What happens when I put myself in a context that no longer fears or is angered by what is “supposed” to trigger me? What kind of people are the ones that don’t fear death? Martyrs, who can then do things like crash planes into buildings because “logically” it gets them and their extended family into heaven. What if you can no longer get angry at people for their proclivity to injustice; your empathy literally running out? Are you now lazy, uncaring, or maybe just exhausted and in need of a new cause?

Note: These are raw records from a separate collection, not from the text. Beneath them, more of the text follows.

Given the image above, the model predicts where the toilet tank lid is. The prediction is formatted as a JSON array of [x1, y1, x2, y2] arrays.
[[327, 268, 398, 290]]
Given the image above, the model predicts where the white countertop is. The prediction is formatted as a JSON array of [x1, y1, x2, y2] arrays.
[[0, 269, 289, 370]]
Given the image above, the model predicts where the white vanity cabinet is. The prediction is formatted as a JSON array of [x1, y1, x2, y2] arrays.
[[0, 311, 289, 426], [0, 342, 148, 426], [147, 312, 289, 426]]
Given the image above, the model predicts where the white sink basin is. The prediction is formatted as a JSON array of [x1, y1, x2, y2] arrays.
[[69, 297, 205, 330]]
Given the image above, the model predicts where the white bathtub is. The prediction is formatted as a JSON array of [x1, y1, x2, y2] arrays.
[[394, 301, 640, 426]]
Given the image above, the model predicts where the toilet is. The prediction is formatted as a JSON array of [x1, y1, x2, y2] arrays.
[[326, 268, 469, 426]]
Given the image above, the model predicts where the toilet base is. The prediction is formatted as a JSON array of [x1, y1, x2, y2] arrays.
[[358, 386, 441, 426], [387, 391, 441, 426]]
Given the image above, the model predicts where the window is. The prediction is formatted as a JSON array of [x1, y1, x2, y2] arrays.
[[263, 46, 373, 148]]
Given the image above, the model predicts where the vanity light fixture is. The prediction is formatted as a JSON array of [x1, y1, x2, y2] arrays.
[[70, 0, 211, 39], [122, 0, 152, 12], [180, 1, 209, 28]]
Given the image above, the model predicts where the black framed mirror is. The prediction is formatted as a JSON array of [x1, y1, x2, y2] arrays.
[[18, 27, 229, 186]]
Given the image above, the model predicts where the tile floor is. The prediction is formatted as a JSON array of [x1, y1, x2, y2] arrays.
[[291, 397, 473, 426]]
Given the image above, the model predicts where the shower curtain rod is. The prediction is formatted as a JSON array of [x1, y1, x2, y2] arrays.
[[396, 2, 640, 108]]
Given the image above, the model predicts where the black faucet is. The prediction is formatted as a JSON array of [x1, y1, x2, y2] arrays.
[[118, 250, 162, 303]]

We’re clay. We get molded by our experiences and the environment we’re subjected to. Maybe my mind goes to “dark” places because I know it is other people with minds exactly like mine that can do the things I haven’t been moved to. Maybe in order for things to matter they need to be shaped by your understanding of the symbiotic relationship between your thinking and feeling. Maybe I’m just stream of conscious-ing myself away from the point, which is to keeping putting things in the context of “what matters.”

I can have all the positive hopes and dreams for the world that have ever existed, and be working to enable them every day, and to the people who don’t understand, agree, or care that doesn’t matter. If I’m working for them, why am I qualifying it as something that matters? Because I’m so moral? Because I was put in such a gratifying position until it spilled over into not-so-heavily-masked compassion for other people? But I don’t believe in morals! I believe in means. So I just need to expand my context. I need to identify more squares on the game board. I’m just playing a game where those kinds of people exist and those kinds of problems can perhaps not be problems or not infect you and your style in the way they’re designed to. But again, that perspective, primarily, if not only, matters subjectively.

I think my biggest anchor resides in ridicule. For while these seemingly random and stream of consciousness blogs help me sleep at night, it’s way more fun to look back and go “you asshole, shut up and watch tv.” It just feels right to genuinely be interested in helping a problem, have it go on too long and switch gears, make fun of it and myself for my role in it, and then move onto the next one. I can only take myself seriously to the extent that what I say or do has perceivable consequences. The harder they are to see, the bigger I want to act. Maybe this is why I find it so hard to take others’ problems as seriously as they appear to be taking them. I just see someone who’s usually got good friends, good eats, and a place to live, and they remain locked in a mental battle. I see myself as someone who, if not immediately resolves an issue, finds peace with it through writing or discussion, while they make an issue the center of their life.


So what matters? My ability to make a big show and validate the idea that things happen and happen for reasons if that reason is only me and my intentions? A person’s center-of-their-universe problem, and their endless digressions analyzing every conceivable angle of it? At this point, it just seems like the very act of anchoring your mind in something is all that really matters. Quell the crazy by rooting it in less crazy. Or over-intellectualize and obfuscate the burden of denoting and defining crazy. Either way, you’re certainly doing as you think and feel while abstaining from what you “agree to disagree” (grrrr) about. It’s kept you safe enough so far.